Em relação ao tipo de formação ministrado no CEJ, Rosendo Dias José, juiz conselheiro, referiu que esta “deveria ir ao encontro da vertente em que o CEJ teria um valor acrescido, e não o valor teórico que tem tido”. De acordo com o magistrado, a Lei do CEJ deveria rever-se de modo a instituir “uma formação teórico-prática nunca superior a seis meses, seguindo-se depois o estágio em tribunais nunca inferior a 12 meses, sempre acompanhado do CEJ, já que a formação nos tribunais não pode ser deixada ao sabor dos «humores» de cada juiz coordenador. É necessário que durante aquele período de um ano se tire todo o proveito possível, porque aquilo que os estagiários precisam está nos tribunais”.

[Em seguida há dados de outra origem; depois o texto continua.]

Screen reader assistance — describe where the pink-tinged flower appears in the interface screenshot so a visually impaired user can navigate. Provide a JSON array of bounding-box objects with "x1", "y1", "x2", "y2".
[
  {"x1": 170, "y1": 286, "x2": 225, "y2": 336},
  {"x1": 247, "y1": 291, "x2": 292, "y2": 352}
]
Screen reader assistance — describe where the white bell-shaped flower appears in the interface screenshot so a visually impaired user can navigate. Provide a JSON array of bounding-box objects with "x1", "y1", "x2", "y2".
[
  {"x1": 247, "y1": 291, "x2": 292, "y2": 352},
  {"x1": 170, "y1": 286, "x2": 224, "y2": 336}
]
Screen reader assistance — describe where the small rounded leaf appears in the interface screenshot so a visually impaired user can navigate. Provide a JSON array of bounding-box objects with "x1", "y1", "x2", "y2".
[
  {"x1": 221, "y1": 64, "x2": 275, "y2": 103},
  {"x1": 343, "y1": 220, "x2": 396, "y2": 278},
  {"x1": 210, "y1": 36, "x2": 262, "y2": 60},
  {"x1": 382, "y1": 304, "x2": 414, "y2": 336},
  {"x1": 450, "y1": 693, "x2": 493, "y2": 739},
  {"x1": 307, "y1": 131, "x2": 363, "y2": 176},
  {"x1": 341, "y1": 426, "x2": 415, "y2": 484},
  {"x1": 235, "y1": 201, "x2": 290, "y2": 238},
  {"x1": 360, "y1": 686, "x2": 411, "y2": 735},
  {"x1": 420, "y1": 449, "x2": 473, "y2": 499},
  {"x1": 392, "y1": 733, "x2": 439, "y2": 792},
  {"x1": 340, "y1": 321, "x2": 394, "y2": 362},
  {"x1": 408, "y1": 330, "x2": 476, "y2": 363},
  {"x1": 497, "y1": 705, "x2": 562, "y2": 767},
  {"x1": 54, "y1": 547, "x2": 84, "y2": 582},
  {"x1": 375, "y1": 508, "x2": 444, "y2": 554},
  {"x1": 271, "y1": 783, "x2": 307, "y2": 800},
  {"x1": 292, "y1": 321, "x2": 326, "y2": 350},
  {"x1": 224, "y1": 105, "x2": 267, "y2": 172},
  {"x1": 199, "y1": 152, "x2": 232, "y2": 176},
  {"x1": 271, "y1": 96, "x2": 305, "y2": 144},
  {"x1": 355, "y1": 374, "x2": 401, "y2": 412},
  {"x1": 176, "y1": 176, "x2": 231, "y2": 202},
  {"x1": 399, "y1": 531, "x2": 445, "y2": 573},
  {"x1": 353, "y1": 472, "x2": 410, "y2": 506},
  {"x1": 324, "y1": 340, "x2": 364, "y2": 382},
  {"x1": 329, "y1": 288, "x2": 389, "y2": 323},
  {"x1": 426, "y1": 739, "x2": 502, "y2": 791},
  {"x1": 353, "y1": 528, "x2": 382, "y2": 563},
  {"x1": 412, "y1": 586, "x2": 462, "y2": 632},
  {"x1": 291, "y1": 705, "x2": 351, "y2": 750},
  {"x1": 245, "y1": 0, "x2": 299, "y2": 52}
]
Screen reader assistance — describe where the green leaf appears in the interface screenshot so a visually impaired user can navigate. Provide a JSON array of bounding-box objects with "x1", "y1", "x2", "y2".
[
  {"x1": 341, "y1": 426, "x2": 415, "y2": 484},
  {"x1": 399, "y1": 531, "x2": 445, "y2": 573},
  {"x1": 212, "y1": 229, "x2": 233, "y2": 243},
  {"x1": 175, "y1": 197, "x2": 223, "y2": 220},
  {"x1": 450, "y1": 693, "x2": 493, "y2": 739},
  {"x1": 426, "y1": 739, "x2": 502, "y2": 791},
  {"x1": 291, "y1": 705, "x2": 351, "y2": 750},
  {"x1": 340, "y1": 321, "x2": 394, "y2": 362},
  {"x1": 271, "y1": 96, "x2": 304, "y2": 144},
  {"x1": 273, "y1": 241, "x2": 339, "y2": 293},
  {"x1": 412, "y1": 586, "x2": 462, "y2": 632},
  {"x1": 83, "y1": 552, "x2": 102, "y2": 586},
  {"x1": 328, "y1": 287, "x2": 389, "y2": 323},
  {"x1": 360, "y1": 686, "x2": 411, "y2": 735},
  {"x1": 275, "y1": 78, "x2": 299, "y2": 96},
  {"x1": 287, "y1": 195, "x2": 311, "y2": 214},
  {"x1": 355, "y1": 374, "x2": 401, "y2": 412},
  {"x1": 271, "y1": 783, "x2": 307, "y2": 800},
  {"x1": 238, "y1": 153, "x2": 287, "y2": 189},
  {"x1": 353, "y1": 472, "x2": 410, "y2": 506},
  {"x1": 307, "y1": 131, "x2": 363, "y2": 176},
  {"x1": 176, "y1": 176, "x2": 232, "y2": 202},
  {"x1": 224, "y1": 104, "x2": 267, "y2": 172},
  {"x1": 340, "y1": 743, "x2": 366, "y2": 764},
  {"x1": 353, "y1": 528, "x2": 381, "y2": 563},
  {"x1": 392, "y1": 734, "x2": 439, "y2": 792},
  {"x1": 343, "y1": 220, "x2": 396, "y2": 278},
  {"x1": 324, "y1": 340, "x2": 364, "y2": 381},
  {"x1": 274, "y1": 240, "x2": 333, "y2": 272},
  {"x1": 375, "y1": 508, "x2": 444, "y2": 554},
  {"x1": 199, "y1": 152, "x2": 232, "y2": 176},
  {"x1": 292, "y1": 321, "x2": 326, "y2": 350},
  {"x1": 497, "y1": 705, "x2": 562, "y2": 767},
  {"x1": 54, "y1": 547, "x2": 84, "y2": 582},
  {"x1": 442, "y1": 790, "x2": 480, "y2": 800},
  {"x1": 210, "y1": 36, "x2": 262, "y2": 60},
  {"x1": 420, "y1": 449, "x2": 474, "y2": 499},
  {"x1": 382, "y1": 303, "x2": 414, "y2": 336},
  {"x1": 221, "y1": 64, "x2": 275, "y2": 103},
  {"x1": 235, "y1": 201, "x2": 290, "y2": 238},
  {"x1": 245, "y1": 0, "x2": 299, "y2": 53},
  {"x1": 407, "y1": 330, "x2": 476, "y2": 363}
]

Ainda quanto a esta questão, Eduardo Vera-Cruz Pinto, do Conselho Superior da Magistratura, defendeu que “o CEJ, do ponto de vista daquilo que é a formação dos magistrados, tem que ser sempre produto daquilo que é o resultado da avaliação que se faz dos juízes. E os inspectores dos juízes estão no próprio CEJ”.

Se se quer alguma radicalidade, afirmou em resposta a outras intervenções, “perguntem porque o CEJ é um órgão da administração pública, porque é que o director é nomeado pelo Governo, porque é que o CSM tem apenas uma pessoa no Conselho Pedagógico, porque é que há tão pouca ligação entre a actividade quotidiana dos juízes e aquilo que depois lhes é ensinado aqui”.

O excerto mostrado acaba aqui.